A science journal’s decision to keep a study about fish published despite findings it was fraudulent has scientists concerned about the integrity and teeth of research regulation in Australia.
We recently published a piece in defence of how Australian institutions handle allegations of research misconduct and act upon them. This story in the Crickey web magazine highlights that all is not well in this space. We remain concerned that institutions and research publications have an intolerable conflict of interest when it comes to reporting publicly findings of research misconduct. One can only feel that these bodies can be more concerned about protecting their reputations rather than safeguarding the academic record. When handling and responding to alleged research misconduct, an investigation cannot serve two masters.

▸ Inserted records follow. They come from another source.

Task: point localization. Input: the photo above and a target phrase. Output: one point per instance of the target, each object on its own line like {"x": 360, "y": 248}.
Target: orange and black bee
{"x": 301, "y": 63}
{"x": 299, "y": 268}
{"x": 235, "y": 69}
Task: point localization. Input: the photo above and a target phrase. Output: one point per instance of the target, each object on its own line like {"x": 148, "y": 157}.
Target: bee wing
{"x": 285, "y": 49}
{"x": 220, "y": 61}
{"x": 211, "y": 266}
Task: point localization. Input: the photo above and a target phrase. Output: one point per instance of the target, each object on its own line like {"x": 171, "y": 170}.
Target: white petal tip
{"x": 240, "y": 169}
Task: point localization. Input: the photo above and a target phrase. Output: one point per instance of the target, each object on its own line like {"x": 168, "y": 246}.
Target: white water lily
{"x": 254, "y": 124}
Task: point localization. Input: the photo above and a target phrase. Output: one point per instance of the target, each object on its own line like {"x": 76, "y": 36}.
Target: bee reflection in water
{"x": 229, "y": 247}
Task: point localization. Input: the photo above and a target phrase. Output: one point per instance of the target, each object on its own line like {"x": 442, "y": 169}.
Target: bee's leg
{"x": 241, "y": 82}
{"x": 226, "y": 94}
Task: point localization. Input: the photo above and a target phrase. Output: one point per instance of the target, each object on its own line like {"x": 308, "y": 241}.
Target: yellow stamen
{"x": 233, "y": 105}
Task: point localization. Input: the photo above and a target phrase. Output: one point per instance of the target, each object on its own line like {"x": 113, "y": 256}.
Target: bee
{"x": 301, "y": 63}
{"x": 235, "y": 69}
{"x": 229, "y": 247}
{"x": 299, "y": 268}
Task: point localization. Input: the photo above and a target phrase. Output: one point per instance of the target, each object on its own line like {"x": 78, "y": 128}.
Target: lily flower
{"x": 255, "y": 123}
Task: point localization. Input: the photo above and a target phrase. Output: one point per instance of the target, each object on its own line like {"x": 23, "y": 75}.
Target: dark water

The paper in question was published in the Proceedings of the Royal Society B: Biological Sciences in 2016 by marine ecologists Danielle Dixson of University of Delaware (previously of James Cook University) and Anna Scott of Southern Cross University, as reported by Science. It was one of 22 studies published between 2008 and 2018 that allegedly used dodgy data to document dramatic behavioural change in fish exposed to increases in CO2.
Dixson’s James Cook University PhD supervisor, the now retired Philip Munday, is at the centre of complaints. In an email to Crikey, Munday said he had “no involvement” with the paper.
An independent investigation by the University of Delaware found that three of Dixson’s papers required retraction on the basis of research misconduct — namely duplicated data and an impossible number of experiments in the time frame reported.
The panel also found a broader pattern of “sloppiness, poor recordkeeping, copying and pasting within spreadsheets, [and] errors within many papers under investigation”, but its requests for retraction were ignored by the journal on the basis that its own “detailed two-stage investigation” was (not clean, but …) not dirty enough to warrant retraction.